For production systems I would recommend using the clean command within diskpart with the switch "All"

i.e. Clean All

"Specifies that each and every sector on the disk is zeroed, which completely deletes all data contained on the disk."


Philip Elder Cluster MVP said...


In the case of six individual SSDs where we wanted to remove any indication of a previous OS being installed running the clean command sufficed. Note that the only way to get data off of an SSD after a CLEAN command is physical access to the chips themselves.

In the case where those drives were spindles and going into a production environment then we would use the RAID BIOS to run a low level initialization after setting up the array and logical disk(s).

Thanks for the comment.


Unknown said...

Just had this exact problem a few minutes ago on an HP Proliant ML150G6 server with a RAID controller in it. Here's what generated the error: In the beginning of the installation when it gets to the part where it can't find any discs to install to, that's when you give it the driver for your RAID controller. I did this, but the mistake I made was after the RAID Controller driver was installed I forgot to replace the driver CD with the Server 2012 Install CD and this is the exact error it pumped out as a result.

Fokelly said...

Barry Thompson, you are a true hero for posting the correct solution.
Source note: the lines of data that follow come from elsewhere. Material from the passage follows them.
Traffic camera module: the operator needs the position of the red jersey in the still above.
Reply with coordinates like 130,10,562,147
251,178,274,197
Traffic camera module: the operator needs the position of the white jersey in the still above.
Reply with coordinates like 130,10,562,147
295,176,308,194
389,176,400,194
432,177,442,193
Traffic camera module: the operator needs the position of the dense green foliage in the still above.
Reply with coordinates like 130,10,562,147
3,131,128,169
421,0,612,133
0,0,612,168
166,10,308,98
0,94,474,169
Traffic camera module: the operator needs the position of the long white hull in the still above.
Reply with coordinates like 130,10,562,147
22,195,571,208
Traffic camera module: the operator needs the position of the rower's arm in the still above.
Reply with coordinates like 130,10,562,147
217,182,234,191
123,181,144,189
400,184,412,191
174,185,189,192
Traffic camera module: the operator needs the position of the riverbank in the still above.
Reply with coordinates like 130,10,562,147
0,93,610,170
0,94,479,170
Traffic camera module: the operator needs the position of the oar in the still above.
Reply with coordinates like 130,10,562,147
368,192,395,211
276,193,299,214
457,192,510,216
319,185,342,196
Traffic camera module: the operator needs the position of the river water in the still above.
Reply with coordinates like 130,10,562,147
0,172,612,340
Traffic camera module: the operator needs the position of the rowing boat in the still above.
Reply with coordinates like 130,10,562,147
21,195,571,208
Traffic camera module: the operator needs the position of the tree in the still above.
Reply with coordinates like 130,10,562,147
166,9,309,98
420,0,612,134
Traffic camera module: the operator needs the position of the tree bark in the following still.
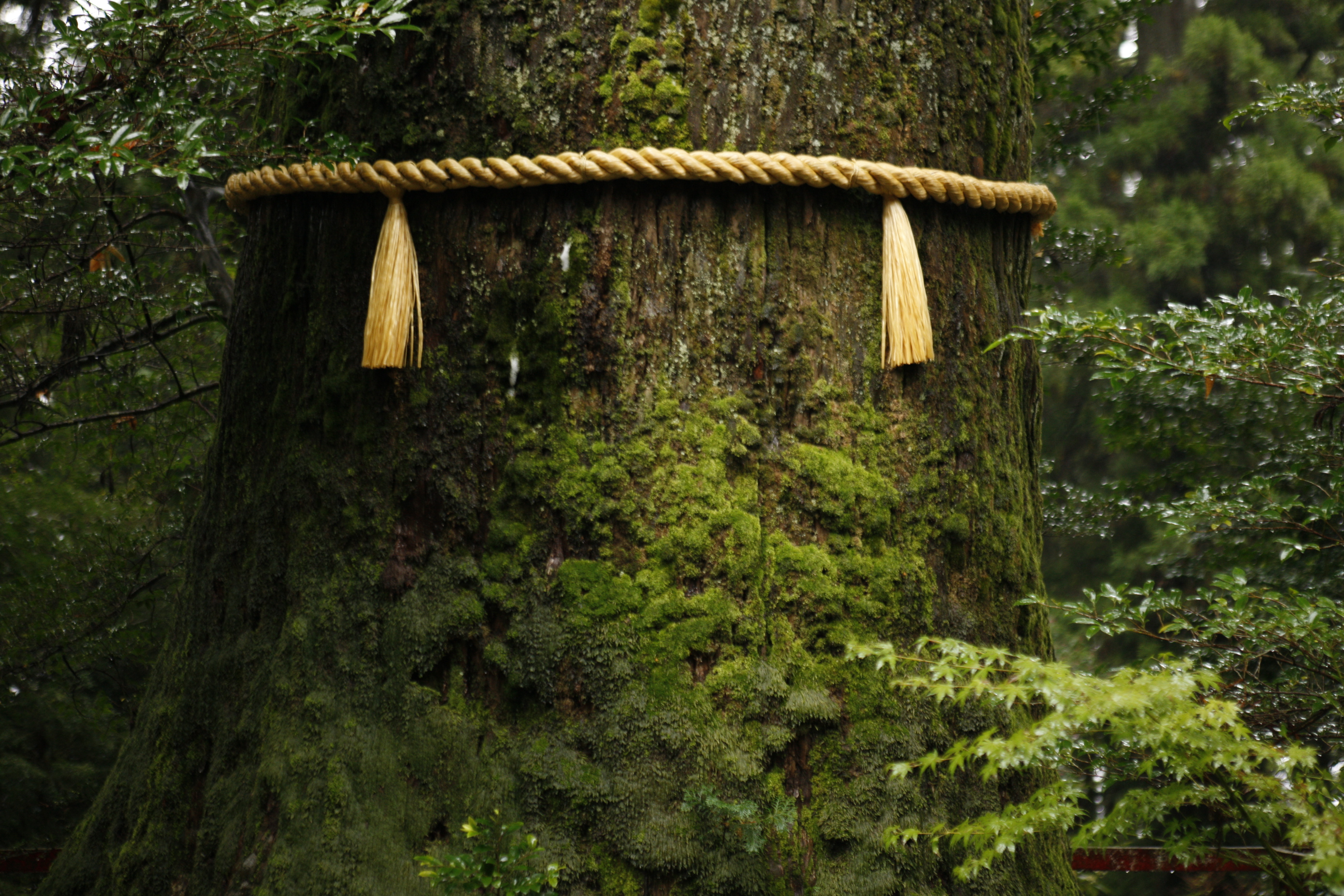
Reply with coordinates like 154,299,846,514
43,0,1074,896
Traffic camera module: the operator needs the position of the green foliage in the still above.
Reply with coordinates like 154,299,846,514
681,784,797,853
0,0,411,194
415,809,564,896
0,0,408,870
852,638,1344,893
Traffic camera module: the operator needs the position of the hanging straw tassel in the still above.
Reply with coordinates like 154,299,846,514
363,191,425,367
882,196,933,368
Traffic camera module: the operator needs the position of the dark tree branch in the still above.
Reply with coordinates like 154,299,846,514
0,383,219,448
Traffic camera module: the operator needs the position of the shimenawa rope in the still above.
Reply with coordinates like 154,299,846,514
224,146,1055,368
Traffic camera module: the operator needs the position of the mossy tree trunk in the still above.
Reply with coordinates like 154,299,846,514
43,0,1073,896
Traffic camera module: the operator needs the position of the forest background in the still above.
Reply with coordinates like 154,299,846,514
0,0,1344,893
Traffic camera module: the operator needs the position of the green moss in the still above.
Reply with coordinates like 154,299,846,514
47,0,1070,896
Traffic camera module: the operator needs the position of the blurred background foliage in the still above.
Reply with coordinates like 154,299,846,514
0,0,1344,895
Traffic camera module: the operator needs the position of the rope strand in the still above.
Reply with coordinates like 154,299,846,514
224,146,1055,223
224,146,1055,368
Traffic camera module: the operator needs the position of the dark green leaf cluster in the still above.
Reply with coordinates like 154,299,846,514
681,784,797,853
415,809,563,896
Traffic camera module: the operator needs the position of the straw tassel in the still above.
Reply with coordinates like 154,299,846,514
363,191,425,367
882,196,933,368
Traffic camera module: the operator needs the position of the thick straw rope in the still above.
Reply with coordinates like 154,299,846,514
224,146,1055,367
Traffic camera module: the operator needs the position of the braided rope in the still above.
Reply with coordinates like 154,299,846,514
224,146,1055,224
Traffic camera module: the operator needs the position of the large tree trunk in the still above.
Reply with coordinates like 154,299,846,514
43,0,1074,896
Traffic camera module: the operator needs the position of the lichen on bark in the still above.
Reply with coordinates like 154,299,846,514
44,0,1073,896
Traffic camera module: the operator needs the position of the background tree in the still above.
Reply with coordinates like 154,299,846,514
13,3,1071,893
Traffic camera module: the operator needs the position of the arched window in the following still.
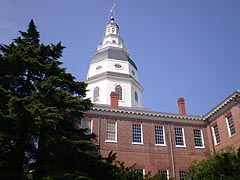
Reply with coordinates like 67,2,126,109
134,91,138,103
115,85,122,100
93,87,99,102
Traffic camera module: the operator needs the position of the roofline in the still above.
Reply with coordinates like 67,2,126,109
85,105,205,125
203,90,240,120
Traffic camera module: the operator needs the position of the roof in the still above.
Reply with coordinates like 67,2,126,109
91,47,137,70
85,91,240,124
204,90,240,120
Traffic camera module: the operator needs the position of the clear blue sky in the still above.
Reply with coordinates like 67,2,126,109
0,0,240,115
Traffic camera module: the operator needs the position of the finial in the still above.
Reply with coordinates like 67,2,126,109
110,16,114,23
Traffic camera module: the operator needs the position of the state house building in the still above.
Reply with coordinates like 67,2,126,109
81,17,240,180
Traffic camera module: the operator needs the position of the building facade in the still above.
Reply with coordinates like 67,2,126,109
81,17,240,180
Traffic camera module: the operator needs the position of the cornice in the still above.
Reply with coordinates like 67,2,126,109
203,90,240,121
87,105,205,125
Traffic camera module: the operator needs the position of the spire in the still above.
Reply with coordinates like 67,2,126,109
97,12,129,54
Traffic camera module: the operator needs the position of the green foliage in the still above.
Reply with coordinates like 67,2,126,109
187,147,240,180
0,20,103,180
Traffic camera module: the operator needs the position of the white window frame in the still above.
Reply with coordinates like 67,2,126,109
154,125,166,146
193,129,205,148
80,118,93,134
225,114,236,137
174,127,186,147
158,169,169,179
134,168,145,178
114,84,124,101
179,170,186,180
211,124,221,145
105,121,117,143
93,86,100,102
132,124,143,144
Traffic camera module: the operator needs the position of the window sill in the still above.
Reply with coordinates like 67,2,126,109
195,146,205,149
105,140,117,144
176,145,187,147
132,142,144,145
155,144,167,147
229,133,236,138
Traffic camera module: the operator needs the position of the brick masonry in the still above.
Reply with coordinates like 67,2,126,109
84,92,240,179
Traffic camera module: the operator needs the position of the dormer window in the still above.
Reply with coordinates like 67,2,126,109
93,87,99,102
115,85,122,100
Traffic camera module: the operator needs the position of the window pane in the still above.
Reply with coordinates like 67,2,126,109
155,126,165,144
81,119,92,134
179,171,186,180
106,122,117,141
193,129,203,147
226,114,236,136
212,124,221,144
158,170,168,179
132,124,142,143
174,128,185,146
93,87,99,102
134,91,138,102
115,85,122,100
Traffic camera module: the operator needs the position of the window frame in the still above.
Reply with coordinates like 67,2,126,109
154,125,166,146
193,129,205,148
80,118,93,134
179,170,186,180
174,127,186,147
225,113,236,137
211,123,221,145
105,121,117,143
93,86,100,102
132,124,143,145
158,169,169,179
114,84,123,101
134,167,145,178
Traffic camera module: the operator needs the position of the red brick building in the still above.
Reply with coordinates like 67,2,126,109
81,17,240,179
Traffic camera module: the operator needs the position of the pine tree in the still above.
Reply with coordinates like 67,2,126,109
0,20,99,180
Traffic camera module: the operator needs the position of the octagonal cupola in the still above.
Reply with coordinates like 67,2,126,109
87,16,143,107
98,16,127,51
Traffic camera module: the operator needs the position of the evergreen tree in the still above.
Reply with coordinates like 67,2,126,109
0,20,101,180
187,147,240,180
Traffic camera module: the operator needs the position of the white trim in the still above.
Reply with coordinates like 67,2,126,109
154,125,167,146
158,169,169,179
225,114,236,137
174,127,187,147
105,121,117,143
132,124,144,145
211,124,221,145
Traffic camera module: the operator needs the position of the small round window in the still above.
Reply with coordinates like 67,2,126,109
114,64,122,69
96,66,102,70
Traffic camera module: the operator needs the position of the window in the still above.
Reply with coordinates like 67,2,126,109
212,124,221,145
115,85,122,100
193,129,204,147
106,122,117,142
93,87,99,102
132,124,143,144
174,128,185,147
226,114,236,137
134,168,145,177
81,119,92,134
134,91,138,103
158,169,169,179
155,126,166,145
179,171,186,180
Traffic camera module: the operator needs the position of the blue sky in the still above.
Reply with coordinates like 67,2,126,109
0,0,240,115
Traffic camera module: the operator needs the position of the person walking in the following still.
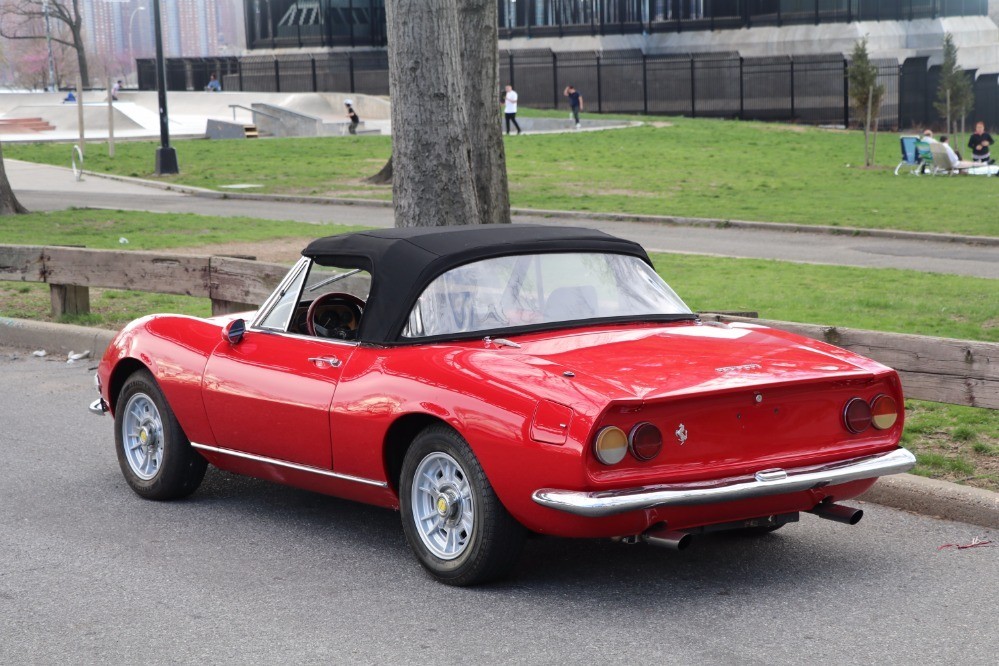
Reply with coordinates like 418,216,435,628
562,86,583,129
503,84,520,134
968,120,995,164
205,72,222,92
343,99,361,134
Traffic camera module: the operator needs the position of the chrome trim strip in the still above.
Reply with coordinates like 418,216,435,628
531,448,916,518
191,442,388,488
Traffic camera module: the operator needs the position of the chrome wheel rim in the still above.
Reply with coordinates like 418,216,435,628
121,393,163,481
411,452,475,560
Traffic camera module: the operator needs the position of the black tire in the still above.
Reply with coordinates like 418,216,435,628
114,370,208,500
399,425,526,586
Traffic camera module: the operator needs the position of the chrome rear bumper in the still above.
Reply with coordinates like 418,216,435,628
531,448,916,518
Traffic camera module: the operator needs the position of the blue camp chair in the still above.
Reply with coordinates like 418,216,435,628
895,136,920,176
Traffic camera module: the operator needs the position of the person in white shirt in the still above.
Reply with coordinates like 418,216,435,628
503,84,520,134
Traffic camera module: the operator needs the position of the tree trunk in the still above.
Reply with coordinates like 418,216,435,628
458,0,510,224
367,156,392,185
871,114,881,165
947,89,954,134
72,26,90,87
864,88,874,167
0,139,28,215
385,0,509,227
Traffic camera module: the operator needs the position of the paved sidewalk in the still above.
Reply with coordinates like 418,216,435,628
6,160,999,279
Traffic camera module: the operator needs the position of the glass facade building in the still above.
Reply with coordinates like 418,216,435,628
245,0,988,49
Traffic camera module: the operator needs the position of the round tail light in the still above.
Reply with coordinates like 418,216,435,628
593,426,628,465
843,398,871,433
628,422,663,460
871,394,898,430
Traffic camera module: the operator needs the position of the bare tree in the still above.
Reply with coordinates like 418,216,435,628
0,0,90,86
847,37,885,167
385,0,510,226
0,139,28,215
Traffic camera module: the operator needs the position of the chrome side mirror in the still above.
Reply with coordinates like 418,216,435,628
222,319,246,345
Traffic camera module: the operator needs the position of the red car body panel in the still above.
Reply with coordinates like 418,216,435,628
98,316,902,537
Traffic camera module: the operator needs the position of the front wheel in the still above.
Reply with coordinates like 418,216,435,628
114,370,208,500
399,426,525,585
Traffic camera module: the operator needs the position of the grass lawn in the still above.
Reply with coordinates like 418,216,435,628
4,111,999,236
0,210,999,490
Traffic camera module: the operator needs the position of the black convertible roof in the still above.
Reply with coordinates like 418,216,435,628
302,224,652,343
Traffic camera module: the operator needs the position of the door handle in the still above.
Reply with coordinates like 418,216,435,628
309,356,341,369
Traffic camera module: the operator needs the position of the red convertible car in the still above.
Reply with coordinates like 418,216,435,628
91,225,915,585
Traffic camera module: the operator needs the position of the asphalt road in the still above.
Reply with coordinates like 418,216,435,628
7,160,999,279
0,349,999,665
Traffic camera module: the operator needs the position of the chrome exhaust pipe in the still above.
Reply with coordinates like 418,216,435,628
642,527,694,550
808,502,864,525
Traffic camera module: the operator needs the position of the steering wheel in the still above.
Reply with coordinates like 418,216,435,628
305,291,364,340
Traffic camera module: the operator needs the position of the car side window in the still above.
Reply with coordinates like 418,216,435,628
257,261,308,331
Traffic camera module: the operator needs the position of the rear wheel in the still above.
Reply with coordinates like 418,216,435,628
399,426,525,585
114,370,208,500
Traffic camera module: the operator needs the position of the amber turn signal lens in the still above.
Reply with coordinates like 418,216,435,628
628,422,663,461
593,426,628,465
871,394,898,430
843,398,871,433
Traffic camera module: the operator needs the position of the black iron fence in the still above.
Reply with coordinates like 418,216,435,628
138,50,999,129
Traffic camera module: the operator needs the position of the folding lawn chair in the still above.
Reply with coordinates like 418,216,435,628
895,136,928,176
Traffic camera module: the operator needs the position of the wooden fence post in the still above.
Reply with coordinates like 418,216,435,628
49,284,90,319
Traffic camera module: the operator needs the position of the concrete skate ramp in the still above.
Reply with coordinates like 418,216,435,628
3,103,142,131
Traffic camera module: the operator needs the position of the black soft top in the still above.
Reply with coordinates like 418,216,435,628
302,224,652,343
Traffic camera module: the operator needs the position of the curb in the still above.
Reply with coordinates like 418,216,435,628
857,474,999,529
76,167,999,246
0,317,118,360
0,317,999,529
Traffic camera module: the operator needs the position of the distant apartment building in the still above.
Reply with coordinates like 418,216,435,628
82,0,245,60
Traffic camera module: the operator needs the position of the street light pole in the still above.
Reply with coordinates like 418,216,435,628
43,0,57,94
153,0,180,176
128,7,146,85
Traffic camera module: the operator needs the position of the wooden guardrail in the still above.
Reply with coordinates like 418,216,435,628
0,245,288,317
0,245,999,409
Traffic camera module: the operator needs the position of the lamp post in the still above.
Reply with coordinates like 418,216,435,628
43,0,57,94
128,7,146,84
153,0,180,176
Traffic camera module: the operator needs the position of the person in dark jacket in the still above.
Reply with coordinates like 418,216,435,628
968,121,995,164
343,99,361,134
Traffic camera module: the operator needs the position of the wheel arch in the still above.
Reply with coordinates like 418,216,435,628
108,357,152,414
382,413,461,493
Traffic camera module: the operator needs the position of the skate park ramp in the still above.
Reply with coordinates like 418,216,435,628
0,90,390,141
3,103,142,132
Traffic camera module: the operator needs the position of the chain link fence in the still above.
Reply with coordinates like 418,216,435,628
138,49,999,129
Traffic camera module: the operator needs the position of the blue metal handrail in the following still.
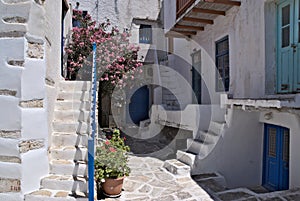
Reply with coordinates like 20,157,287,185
88,43,97,201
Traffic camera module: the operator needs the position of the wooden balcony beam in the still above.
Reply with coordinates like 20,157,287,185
182,17,214,24
192,8,226,16
175,24,204,31
204,0,241,6
174,30,197,36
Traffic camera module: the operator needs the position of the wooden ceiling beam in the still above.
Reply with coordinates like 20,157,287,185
182,17,214,24
173,30,197,36
175,24,204,31
204,0,241,6
192,8,226,16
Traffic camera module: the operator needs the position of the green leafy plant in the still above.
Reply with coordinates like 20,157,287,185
95,129,130,183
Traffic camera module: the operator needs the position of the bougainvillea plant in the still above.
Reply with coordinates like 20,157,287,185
65,10,142,94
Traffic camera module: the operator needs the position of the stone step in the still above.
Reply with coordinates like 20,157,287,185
163,159,191,177
53,122,90,134
59,81,92,91
24,189,88,201
50,147,88,161
50,160,88,177
208,121,226,135
54,110,90,122
57,91,91,101
55,101,91,111
187,138,210,156
41,175,88,193
176,150,196,168
0,192,23,201
52,133,88,147
197,131,220,144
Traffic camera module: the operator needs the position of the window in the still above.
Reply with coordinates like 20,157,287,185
139,24,152,44
216,36,230,92
277,0,300,93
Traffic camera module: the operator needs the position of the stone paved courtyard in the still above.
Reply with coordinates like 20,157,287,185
98,156,212,201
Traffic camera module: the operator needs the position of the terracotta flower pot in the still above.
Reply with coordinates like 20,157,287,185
102,177,125,196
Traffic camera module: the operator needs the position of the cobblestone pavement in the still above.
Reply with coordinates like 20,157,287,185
98,156,212,201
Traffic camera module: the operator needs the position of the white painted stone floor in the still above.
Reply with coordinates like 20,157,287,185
99,156,300,201
101,156,213,201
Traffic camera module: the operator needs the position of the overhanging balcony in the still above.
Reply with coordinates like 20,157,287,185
165,0,241,37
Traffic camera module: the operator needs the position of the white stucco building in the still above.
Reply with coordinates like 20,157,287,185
70,0,166,127
0,0,71,201
157,0,300,191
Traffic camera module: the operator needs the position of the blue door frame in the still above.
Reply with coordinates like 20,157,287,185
127,86,149,125
191,50,202,104
263,124,290,191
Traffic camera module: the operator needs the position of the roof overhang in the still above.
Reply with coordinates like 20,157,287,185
166,0,241,37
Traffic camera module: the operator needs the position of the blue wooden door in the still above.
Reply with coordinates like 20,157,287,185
192,51,202,104
128,86,149,125
263,124,289,191
292,0,300,93
277,0,300,93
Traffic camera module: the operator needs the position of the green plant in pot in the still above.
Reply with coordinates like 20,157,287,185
95,129,130,197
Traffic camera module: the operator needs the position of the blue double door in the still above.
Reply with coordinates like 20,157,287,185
127,86,150,125
263,124,290,191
I did the exact same thing and would have probably started wiping disks and other ridiculous efforts instead of the obvious. Thank you! I owe you a case of the beer of your choice.

Philip Elder Cluster MVP said...

I suggest setting up a bootable flash drive and copying the optical disk contents to the root of that drive.

We don't use optical anymore. Haven't since 2008 R2 was able to be installed via USB.

Anonymous said...

I got this error trying to install Hyper-V Core 2012 R2 to two Samsung 850 Pros (512gb) in chipset RAID1 with proper boot order selected. I have the OS on one USB drive and the RAID controller downloaded from Supermicro's ftp svr on another (no optical drive). I've gone through every line in the BIOS and I'm at a loss - any suggestions!?? The drives are brand new - straight from the packaging.

Philip Elder Cluster MVP said...


Have the USB OS loader plugged in and head into the BIOS.

Make sure USB Boot is enabled.
Make sure USB Boot Priority is disabled.

Verify the RAID 1 setup is Disk 0 in Boot Order.

Save and Exit BIOS.

When booting choose the Boot BBS then select your flash and go.

Anonymous said...

Thanks Philip! It was the weirdest thing - I changed the boot order of the raid volume and everything worked fine. It was reading my two USB drives as disks 0 and 1, then the raid volume as disk 2. When I took out the two USB drives and rebooted the system, then plugged in the flash drives after POST, it must have reordered the drives putting the raid volume as disk 0. I booted from the OS installer drive and everything worked great. Thank again for the swift reply!